We have five copies of The Pharmacist by Rachelle Atalla (New Writers Awardee 2015) to give away! All you need to do is answer the question at the bottom of the page. Entries close on Tuesday 31 May at midnight. All entrants must reside in the UK and full terms and conditions apply.
And you can check out our Competitions page for other giveaways, too.
About The Pharmacist by Rachelle Atalla
In the end, very few people made it to the bunker. Now they wait there for the outside world to heal. Wolfe is one of the lucky ones. She's safe and employed as the bunker's pharmacist, doling out medicine under the watchful eye of their increasingly erratic and paranoid leader.
But when the leader starts to ask things of Wolfe, favours she can hardly say no to, it seems her luck is running out. Forming an unlikely alliance with the young Doctor Stirling, her troubled assistant Levitt, and Canavan – a tattooed giant of a man who's purpose in the bunker is a mystery – Wolfe must navigate the powder keg of life underground where one misstep will light the fuse. The walls that keep her safe also have her trapped. How much more is Wolfe willing to give to stay alive? Beautifully written and utterly gripping, The Pharmacist will be a guaranteed conversation starter.
We caught up with Rachelle to ask her some questions about the book and her experience on our New Writers Award programme.
Q&A with Rachelle Atalla
What inspired you to write The Pharmacist?
I've always been interested in the cruelties and kindnesses we are capable of imposing upon one another, particularly under strained and stressful circumstances. I think all my writing explores this in some way, but the inspiration for The Pharmacist came by chance when I stumbled across a community-size, post-war nuclear bunker in Berlin. I had given bunkers very little thought until then, but I found it to be a disturbing and compelling environment, and a place that stayed with me long after my visit.

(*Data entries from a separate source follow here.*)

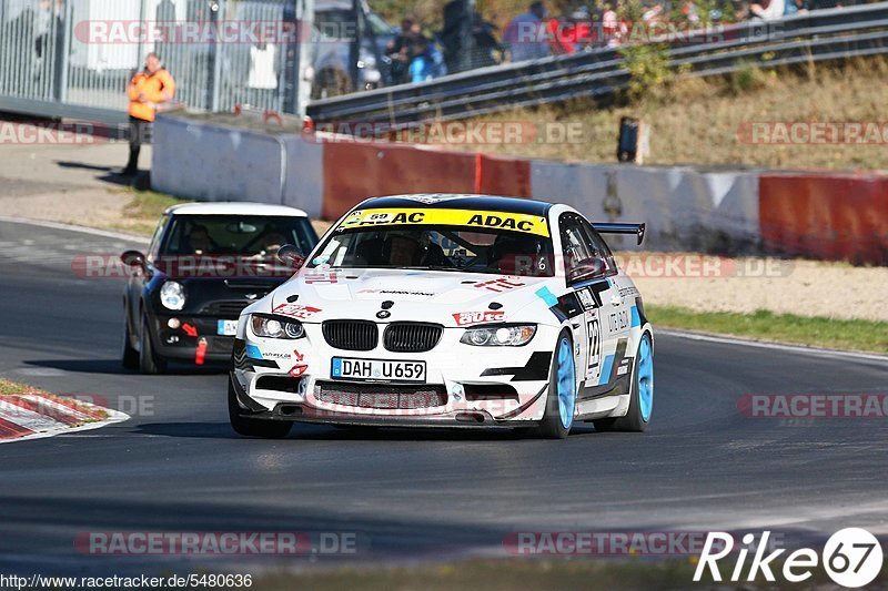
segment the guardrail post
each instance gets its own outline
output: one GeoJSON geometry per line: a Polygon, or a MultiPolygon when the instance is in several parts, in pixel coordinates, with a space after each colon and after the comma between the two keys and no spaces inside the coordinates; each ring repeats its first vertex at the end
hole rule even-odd
{"type": "MultiPolygon", "coordinates": [[[[224,0],[215,1],[211,0],[210,2],[210,22],[213,26],[214,31],[219,31],[219,13],[222,10],[222,2],[224,0]]],[[[212,40],[210,41],[210,111],[215,113],[219,111],[219,104],[221,102],[221,90],[222,84],[222,60],[219,59],[219,35],[214,34],[212,40]]]]}

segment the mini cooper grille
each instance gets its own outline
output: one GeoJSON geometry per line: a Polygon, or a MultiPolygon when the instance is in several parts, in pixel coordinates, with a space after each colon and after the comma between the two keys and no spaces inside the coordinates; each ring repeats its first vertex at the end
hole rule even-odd
{"type": "Polygon", "coordinates": [[[383,345],[395,353],[423,353],[435,348],[443,333],[437,324],[392,323],[385,328],[383,345]]]}
{"type": "Polygon", "coordinates": [[[322,403],[357,408],[413,409],[446,406],[443,386],[392,386],[389,384],[319,384],[315,398],[322,403]]]}
{"type": "Polygon", "coordinates": [[[344,350],[371,350],[380,340],[375,323],[367,320],[327,320],[322,328],[331,347],[344,350]]]}

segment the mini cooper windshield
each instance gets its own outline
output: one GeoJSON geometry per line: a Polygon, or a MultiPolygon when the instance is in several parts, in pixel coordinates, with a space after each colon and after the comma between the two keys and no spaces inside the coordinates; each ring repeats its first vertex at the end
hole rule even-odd
{"type": "Polygon", "coordinates": [[[161,256],[271,257],[284,244],[312,247],[307,218],[264,215],[176,215],[161,256]]]}
{"type": "Polygon", "coordinates": [[[310,266],[553,275],[552,240],[539,217],[454,210],[355,214],[327,235],[310,266]],[[442,222],[424,223],[434,217],[442,222]]]}

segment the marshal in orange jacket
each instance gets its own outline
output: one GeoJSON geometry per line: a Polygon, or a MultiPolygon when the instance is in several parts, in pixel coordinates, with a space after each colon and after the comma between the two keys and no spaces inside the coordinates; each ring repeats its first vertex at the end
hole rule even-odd
{"type": "Polygon", "coordinates": [[[175,81],[162,68],[153,74],[142,71],[132,77],[127,94],[130,96],[130,115],[143,121],[154,121],[158,105],[175,96],[175,81]],[[144,102],[139,101],[140,95],[144,102]]]}

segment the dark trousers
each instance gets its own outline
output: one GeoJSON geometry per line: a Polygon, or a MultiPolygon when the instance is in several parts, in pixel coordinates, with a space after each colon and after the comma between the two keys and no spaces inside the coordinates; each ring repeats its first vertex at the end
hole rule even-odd
{"type": "Polygon", "coordinates": [[[142,144],[151,143],[151,122],[130,116],[130,161],[127,170],[135,172],[139,169],[139,153],[142,144]]]}

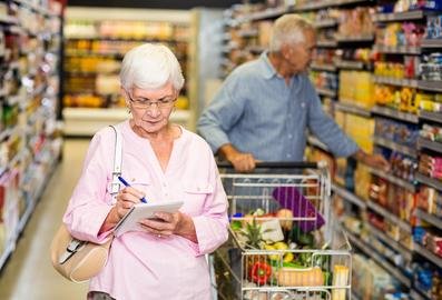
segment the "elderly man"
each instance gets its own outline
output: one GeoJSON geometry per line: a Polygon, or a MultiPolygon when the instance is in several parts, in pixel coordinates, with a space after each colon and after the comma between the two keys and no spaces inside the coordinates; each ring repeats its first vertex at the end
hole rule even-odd
{"type": "Polygon", "coordinates": [[[389,168],[361,150],[324,113],[306,70],[316,44],[313,26],[296,14],[278,18],[269,50],[239,66],[203,112],[198,131],[212,150],[249,172],[256,161],[302,161],[310,129],[337,157],[389,168]]]}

There were so many societal thoughts and questions to consider: that governments built these structures with the anticipation of potential mutual destruction. That if ever needed, only a fraction of the population would be permitted inside. Who would be selected and would current political leaders be expected to continue in their roles? Ultimately, was a life living under these bleak conditions worth it? I had been working as a community pharmacist and writing in my evenings, keeping these two parts of my life quite separate, but there was something about the often claustrophobic, repetitive nature of my day job that I thought would lend itself well to my fictional bunker. Once I found the voice of Wolfe, my pharmacist protagonist, everything else fell into place.
How did the New Writers Award affect your writing journey?
Receiving a New Writers Award was monumental to me and came at such a pivotal point in my writing. Aside from providing me with the confidence to continue, it offered a tailored package of support in which to develop as a writer. Perhaps the most important aspect for me was receiving a mentor who guided me through the process of writing a novel, something I had always been reluctant to attempt because of its sheer scope and size. I was also lucky enough to meet some incredibly talented writers who have become close friends. I will be forever grateful to the Scottish Book Trust for their endless enthusiasm and encouragement, and for the role they played in helping me become a published author.
What can readers expect from your debut novel?
An unreliable and flawed narrator. A character driven story. Dark humour. Claustrophobia. Themes including: motherhood, morality, corruption, love and desperation. Niche pharmacy details. Oppression. Politics. Hope, because we're human and we all need a little hope. A bunker that reflects life in its most messy, questionable and unresolved form. A story open to interpretation and speculation – not something neat to be wrapped up and tied in a bow. A speculative yet familiar world, offering a reflection to the troubles and worries we face today. A book about a pharmacist by a pharmacist. My publishers say it is thought-provoking and a guaranteed conversation starter. We shall see.